After her husband’s death in 1241, Duchess Hedwig assumed the habit and life of a Cistercian at the Abbey of Treblinz, though she did not enter as a religious in order that she could retain her ability to donate to charities. She was known for her great generosity, her care for the poor and sick, and for her piety and gentleness.

When she died in 1243 (October 12 or 15), Hedwig was buried in the church attached to the Cistercian monastery in Treblinz. She was canonized by Pope Clement IV on March 26, 1267, and in August of the same year her remains were raised to the honors of the altar (that is, interred beneath an altar).

Images of Saint Hedwig often show her with a church, referring to the monasteries she endowed. In the image above, she is holding an image of the Blessed Virgin, a prayerbook and rosary, and with her boots folded over her right arm, which refers to her penitential practice of going barefoot.

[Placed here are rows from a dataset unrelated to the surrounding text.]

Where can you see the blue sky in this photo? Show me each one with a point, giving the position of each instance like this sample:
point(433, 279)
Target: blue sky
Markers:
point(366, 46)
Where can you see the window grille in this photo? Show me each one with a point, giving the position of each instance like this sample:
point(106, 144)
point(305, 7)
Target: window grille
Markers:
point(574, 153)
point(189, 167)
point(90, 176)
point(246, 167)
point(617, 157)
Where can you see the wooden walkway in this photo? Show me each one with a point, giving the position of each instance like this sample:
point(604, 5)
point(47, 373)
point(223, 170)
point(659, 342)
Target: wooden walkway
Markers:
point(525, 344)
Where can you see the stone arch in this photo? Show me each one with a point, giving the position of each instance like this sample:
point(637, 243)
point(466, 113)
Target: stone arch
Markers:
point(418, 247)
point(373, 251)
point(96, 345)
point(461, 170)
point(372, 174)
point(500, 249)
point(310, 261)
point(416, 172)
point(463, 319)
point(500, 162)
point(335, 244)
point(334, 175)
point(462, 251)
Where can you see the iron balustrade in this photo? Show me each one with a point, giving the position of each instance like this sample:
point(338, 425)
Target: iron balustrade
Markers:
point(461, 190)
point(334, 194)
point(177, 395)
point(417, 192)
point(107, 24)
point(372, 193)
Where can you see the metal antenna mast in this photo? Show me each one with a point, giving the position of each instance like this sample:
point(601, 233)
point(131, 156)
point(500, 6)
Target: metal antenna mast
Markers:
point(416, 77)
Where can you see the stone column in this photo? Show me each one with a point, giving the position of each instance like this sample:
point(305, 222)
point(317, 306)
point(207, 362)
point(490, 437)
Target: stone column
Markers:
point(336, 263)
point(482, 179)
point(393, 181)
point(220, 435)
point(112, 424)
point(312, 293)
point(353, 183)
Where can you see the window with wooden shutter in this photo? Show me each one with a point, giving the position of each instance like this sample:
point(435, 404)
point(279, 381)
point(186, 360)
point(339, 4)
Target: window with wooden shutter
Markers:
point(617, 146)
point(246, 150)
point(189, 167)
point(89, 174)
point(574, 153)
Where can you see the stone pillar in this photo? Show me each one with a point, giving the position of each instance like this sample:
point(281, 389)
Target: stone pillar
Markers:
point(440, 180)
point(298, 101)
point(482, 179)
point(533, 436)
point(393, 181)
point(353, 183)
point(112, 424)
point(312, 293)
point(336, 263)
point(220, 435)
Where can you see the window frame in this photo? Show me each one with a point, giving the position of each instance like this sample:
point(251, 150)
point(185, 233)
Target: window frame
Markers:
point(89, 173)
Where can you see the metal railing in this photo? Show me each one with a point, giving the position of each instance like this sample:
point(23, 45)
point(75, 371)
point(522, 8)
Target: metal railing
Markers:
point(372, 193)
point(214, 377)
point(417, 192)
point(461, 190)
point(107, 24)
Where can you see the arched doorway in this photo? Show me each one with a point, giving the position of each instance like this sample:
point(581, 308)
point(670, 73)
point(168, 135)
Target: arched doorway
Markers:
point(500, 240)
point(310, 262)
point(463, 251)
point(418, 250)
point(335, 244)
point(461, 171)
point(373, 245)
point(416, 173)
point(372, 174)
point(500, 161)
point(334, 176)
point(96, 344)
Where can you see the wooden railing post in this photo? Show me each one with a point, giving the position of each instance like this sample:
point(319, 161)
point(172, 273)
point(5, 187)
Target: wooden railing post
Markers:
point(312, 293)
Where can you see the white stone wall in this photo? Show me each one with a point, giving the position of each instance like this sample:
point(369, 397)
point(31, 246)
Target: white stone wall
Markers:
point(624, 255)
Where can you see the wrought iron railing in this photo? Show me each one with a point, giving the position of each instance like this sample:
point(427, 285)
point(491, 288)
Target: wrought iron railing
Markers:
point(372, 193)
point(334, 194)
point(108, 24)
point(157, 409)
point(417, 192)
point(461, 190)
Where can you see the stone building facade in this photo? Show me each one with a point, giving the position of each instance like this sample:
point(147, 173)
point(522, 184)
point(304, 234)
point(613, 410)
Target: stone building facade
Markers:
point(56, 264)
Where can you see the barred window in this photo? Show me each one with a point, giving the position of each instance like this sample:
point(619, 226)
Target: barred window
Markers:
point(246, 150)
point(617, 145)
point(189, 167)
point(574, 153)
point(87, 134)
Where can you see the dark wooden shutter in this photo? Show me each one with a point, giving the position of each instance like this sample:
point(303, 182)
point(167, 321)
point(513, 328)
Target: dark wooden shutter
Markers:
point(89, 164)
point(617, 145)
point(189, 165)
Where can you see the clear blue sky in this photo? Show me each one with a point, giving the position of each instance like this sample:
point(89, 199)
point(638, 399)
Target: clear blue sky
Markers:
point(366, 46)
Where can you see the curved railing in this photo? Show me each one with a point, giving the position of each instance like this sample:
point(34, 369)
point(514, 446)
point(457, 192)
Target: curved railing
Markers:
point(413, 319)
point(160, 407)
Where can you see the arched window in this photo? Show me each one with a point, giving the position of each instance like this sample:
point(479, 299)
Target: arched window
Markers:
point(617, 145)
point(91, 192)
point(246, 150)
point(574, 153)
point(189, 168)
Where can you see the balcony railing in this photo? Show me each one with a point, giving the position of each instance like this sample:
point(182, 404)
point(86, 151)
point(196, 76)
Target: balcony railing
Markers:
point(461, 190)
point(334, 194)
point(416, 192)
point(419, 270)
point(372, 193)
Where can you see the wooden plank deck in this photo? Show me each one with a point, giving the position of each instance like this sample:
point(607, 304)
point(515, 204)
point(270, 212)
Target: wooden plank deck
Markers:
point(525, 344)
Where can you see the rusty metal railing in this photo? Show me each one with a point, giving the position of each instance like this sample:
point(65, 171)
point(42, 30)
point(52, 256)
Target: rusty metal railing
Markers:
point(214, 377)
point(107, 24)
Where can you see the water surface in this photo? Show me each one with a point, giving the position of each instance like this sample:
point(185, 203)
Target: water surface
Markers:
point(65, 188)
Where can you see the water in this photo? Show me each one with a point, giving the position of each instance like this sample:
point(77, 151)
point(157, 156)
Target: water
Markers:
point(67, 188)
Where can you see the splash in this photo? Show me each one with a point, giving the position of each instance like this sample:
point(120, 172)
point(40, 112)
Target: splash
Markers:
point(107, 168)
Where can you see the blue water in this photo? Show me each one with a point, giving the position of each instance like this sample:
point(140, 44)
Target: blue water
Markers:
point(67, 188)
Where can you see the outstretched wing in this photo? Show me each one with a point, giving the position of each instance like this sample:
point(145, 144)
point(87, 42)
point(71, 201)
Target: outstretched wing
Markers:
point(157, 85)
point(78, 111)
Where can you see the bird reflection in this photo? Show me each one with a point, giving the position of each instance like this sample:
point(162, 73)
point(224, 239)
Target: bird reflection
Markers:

Principle source Catholic Encyclopedia


Grant, we pray, almighty God,
that the revered intercession of Saint Hedwig
may bring us heavenly aid,
just as her wonderful life
is an example of humility for all.
Through our Lord Jesus Christ, your Son,
who lives and reigns with you in the unity of the Holy Spirit,
one God, for ever and ever. +Amen.

First Reading: Sirach 26: 1-4, 16-21 [13-16 in RSV]
Happy is the husband of a good wife; the number of his days will be doubled. A loyal wife rejoices her husband, and he will complete his years in peace. A good wife is a great blessing; she will be granted among the blessings of the man who fears the Lord. Whether rich or poor, his heart is glad, and at all times his face is cheerful. A wife's charm delights her husband, and her skill puts fat on his bones. A silent wife is a gift of the Lord, and there is nothing so precious as a disciplined soul. A modest wife adds charm to charm, and no balance can weigh the value of a chaste soul. Like the sun rising in the heights of the Lord, so is the beauty of a good wife in her well-ordered home.

Gospel Reading: Mark 3: 31-35
Jesus' mother and His brethren came; and standing outside they sent to Him and called Him. And a crowd was sitting about Him; and they said to Him, "Your mother and Your brethren are outside, asking for You." And He replied, "Who are My mother and My brethren?" And looking around on those who sat about him, He said, "Here are My mother and My brethren! Whoever does the will of God is My brother, and sister, and mother."



(A novena – a prayer recited every day for nine days – may be made any time of the year.)

O St Hedwig, in this world you rejected the honors of the Court, its pomp, luxury and pleasures, and went to be with the poor to help them in the destitution and misery of life. There in Heaven, cast a kind look on us poor mortals, and obtain for us the grace (mention your request) and that of living in the peace and friendship of God. Amen.

V. Pray for us, St Hedwig!
R. So that we may be worthy of the promises of Christ.

Let us pray:
O God, You taught Blessed Hedwig to prefer, with all her heart, the humble road of Your Cross to the pomp of the world. Through her merits and example, grant that we may learn to reject the ephemeral delights of the world, and, embracing Your Cross, may we overcome the adversities to come. You who live and reign, One God, forever and ever.

Our Father, Hail Mary, Glory Be

…if riches increase, set not your heart upon them.” (Ps 62:10b)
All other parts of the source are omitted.